SQL Querying

MERGE, Upsert, and RETURNING

Upsert resolves a uniqueness conflict by inserting, updating, or doing nothing; MERGE chooses actions from a source-to-target match; returning features expose changed rows or generated values. These facilities overlap but are not semantically interchangeable across databases.
  • The conflict or match key is a business rule and should be backed by a primary key or unique constraint.
  • Upsert is atomic conflict handling, not “select then write.”
  • MERGE is source-target synchronization.
  • PostgreSQL and SQLite use ON CONFLICT; MySQL uses ON DUPLICATE KEY UPDATE; SQL Server and Oracle provide MERGE.
  • Generated-key retrieval is connection and statement sensitive.
  • Returned rows describe statement effects, not necessarily every trigger, cascade, or later transaction outcome; commit still determines durability.

One intent, five non-equivalent forms

Dialect feature comparison
DatabaseConflict/sync formChanged-row outputImportant caveat
PostgreSQLINSERT ... ON CONFLICT or MERGERETURNINGConflict target can name/infer a unique arbiter
MySQLINSERT ... ON DUPLICATE KEY UPDATEConnection API / LAST_INSERT_ID()Any duplicate unique key may trigger; avoid ambiguous multiple unique keys
SQLiteINSERT ... ON CONFLICTRETURNINGUpsert reacts to uniqueness constraints; returning order is arbitrary
SQL ServerMERGE or separate DMLOUTPUT inserted...Match condition and concurrency plan require careful testing
OracleMERGERETURNING ... INTO for DMLMERGE is join-based; returning binds differ from a result set
Upsert product by SKU
INSERT INTO products (sku, name, current_price)
VALUES ($1, $2, $3)
ON CONFLICT (sku) DO UPDATE
SET name = EXCLUDED.name,
    current_price = EXCLUDED.current_price
RETURNING product_id, sku, current_price;
These statements are not portable equivalents: conflict selection, aliases, concurrency, and output differ.
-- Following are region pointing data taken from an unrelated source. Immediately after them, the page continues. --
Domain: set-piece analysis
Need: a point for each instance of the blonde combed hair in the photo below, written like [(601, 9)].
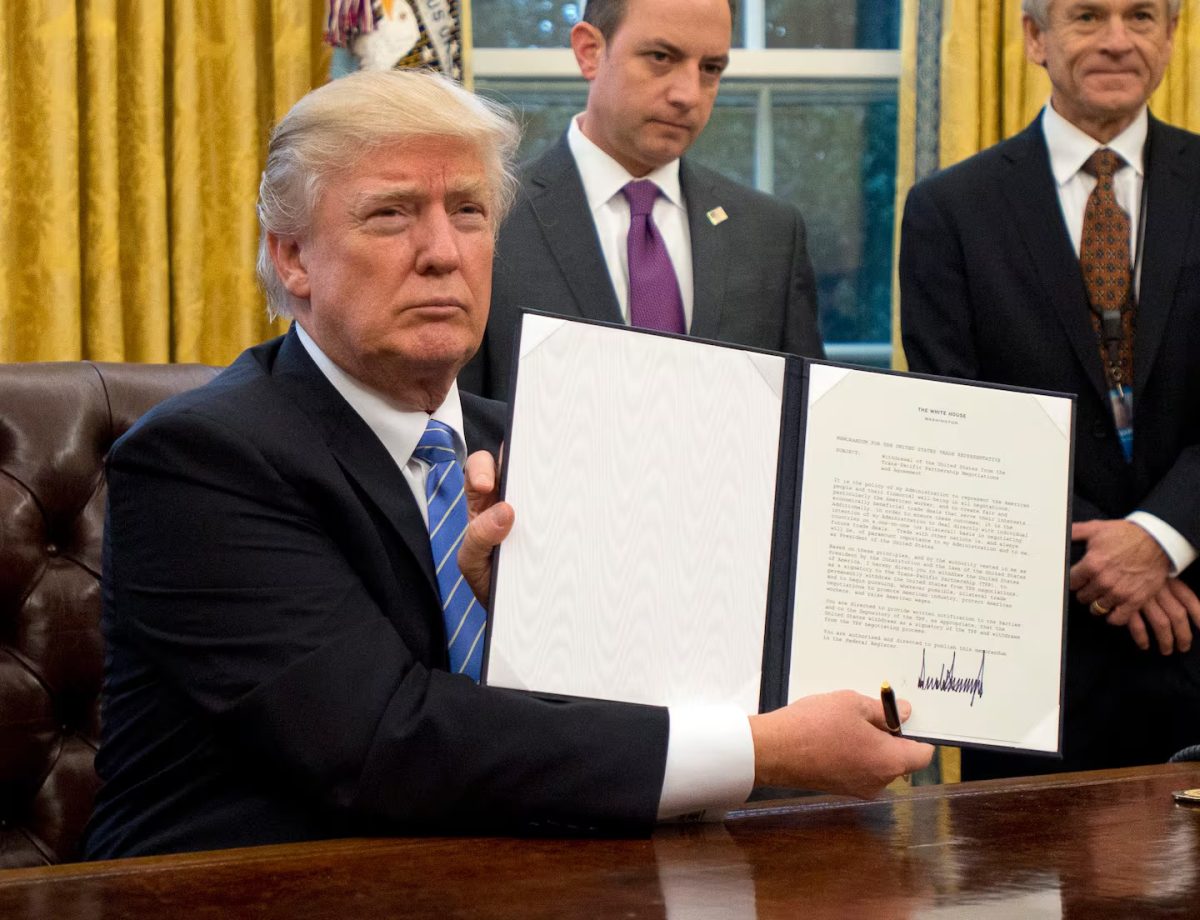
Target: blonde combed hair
[(334, 126)]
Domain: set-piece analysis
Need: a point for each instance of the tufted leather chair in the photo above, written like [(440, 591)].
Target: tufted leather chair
[(57, 424)]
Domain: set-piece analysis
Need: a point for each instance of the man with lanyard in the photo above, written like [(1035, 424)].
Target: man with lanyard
[(1068, 258)]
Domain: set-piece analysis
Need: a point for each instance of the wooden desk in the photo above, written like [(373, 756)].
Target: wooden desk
[(1097, 845)]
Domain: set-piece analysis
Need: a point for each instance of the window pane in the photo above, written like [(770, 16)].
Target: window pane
[(523, 23), (833, 156), (833, 23)]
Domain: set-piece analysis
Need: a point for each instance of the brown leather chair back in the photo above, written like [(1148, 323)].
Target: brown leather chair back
[(57, 424)]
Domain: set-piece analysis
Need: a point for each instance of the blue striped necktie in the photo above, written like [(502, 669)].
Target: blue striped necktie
[(448, 522)]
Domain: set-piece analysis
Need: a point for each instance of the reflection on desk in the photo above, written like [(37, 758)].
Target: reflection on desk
[(1098, 845)]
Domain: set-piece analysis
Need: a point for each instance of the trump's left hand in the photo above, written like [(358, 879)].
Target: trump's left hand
[(490, 522)]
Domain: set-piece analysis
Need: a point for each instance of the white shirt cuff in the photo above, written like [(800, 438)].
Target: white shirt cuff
[(709, 761), (1174, 543)]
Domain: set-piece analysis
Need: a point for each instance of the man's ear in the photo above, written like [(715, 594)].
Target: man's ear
[(588, 44), (287, 256), (1033, 46)]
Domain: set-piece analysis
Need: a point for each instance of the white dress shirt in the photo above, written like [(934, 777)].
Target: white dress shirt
[(709, 749), (603, 180), (1069, 149)]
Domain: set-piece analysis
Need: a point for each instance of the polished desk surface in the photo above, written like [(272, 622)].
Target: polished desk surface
[(1098, 845)]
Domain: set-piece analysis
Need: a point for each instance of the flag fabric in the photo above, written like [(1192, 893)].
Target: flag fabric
[(379, 35)]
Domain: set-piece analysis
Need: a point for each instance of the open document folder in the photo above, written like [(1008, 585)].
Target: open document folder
[(697, 522)]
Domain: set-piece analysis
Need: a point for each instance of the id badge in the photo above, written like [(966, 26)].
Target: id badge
[(1121, 400)]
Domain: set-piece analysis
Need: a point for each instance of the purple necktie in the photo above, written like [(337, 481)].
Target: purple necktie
[(654, 299)]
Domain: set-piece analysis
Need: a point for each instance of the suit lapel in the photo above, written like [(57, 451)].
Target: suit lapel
[(709, 265), (1171, 188), (1031, 193), (357, 449), (557, 198)]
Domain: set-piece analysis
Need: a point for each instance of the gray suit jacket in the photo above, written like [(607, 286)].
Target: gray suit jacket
[(751, 272)]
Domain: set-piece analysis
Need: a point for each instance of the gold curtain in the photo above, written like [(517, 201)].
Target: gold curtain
[(136, 133), (965, 85)]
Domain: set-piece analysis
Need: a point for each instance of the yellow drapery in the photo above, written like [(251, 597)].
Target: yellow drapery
[(965, 61), (136, 133), (987, 91)]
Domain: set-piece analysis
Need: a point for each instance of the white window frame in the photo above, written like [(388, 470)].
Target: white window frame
[(750, 65)]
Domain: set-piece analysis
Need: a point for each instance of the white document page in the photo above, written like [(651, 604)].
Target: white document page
[(931, 552), (642, 473)]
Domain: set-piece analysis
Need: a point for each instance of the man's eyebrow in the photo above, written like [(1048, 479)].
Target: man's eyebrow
[(663, 44), (389, 194)]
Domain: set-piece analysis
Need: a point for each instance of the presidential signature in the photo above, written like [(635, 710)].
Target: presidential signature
[(948, 683)]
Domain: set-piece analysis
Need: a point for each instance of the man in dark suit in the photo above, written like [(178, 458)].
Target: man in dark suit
[(291, 581), (739, 257), (1035, 264)]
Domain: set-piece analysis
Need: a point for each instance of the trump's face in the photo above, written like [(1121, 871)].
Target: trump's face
[(1104, 59), (654, 82), (393, 281)]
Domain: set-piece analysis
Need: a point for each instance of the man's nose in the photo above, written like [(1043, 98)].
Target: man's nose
[(684, 90), (436, 242), (1116, 37)]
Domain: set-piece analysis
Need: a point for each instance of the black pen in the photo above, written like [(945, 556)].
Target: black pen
[(891, 714)]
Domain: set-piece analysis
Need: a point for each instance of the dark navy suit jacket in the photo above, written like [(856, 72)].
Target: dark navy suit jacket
[(276, 655), (751, 274), (991, 289)]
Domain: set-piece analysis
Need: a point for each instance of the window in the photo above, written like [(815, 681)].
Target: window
[(807, 110)]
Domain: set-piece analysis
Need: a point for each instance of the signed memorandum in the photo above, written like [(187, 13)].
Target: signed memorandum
[(700, 523)]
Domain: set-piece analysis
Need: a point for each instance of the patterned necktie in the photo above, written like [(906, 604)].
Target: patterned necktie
[(654, 299), (448, 522), (1108, 276)]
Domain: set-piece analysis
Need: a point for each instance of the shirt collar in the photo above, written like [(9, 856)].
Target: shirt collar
[(604, 176), (400, 430), (1069, 148)]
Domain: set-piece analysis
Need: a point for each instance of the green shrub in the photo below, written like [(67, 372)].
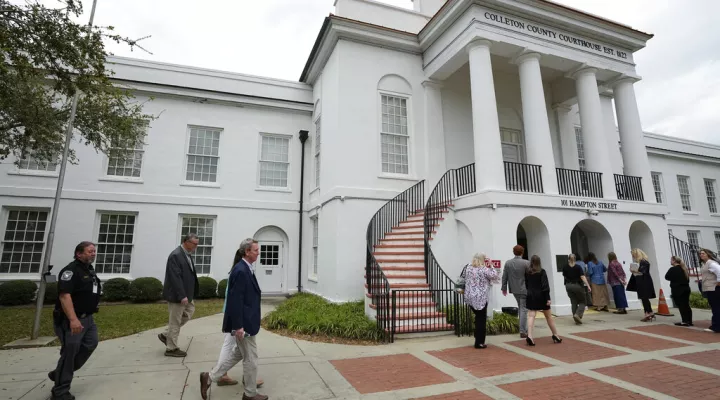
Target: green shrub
[(500, 324), (308, 314), (116, 289), (222, 286), (208, 287), (50, 293), (697, 301), (14, 293), (145, 290)]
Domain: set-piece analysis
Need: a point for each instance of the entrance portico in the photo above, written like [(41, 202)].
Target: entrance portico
[(556, 69)]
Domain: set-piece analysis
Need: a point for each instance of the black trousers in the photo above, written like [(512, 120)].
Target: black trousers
[(75, 350), (480, 329), (646, 305), (682, 302)]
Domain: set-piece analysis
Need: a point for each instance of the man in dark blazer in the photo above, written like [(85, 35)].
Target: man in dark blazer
[(181, 287), (241, 319)]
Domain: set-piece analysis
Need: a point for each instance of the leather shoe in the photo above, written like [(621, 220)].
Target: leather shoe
[(204, 384), (256, 397)]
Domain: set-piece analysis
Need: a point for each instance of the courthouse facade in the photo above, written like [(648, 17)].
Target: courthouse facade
[(521, 97)]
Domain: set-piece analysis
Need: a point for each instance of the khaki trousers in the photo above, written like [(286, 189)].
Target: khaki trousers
[(179, 316), (246, 350)]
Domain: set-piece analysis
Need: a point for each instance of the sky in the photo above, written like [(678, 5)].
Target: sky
[(679, 94)]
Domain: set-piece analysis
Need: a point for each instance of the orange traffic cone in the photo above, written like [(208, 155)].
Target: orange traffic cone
[(662, 306)]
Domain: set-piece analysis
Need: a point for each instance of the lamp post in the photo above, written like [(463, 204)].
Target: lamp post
[(56, 204)]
PostgreSQL appears first.
Retrieve a generated order key
INSERT INTO orders (customer_id, placed_at, status)
VALUES ($1, CURRENT_TIMESTAMP, 'PENDING')
RETURNING order_id;
Statement output is preferable to a later `MAX(id)` query, which races with other sessions.

A unique constraint on products.sku decides whether the incoming SKU is new. PostgreSQL and SQLite name that conflict target; MySQL may react to any violated unique key; SQL Server and Oracle match a source relation to the target. The latter forms therefore demand a source with at most one row per SKU and explicit concurrency testing.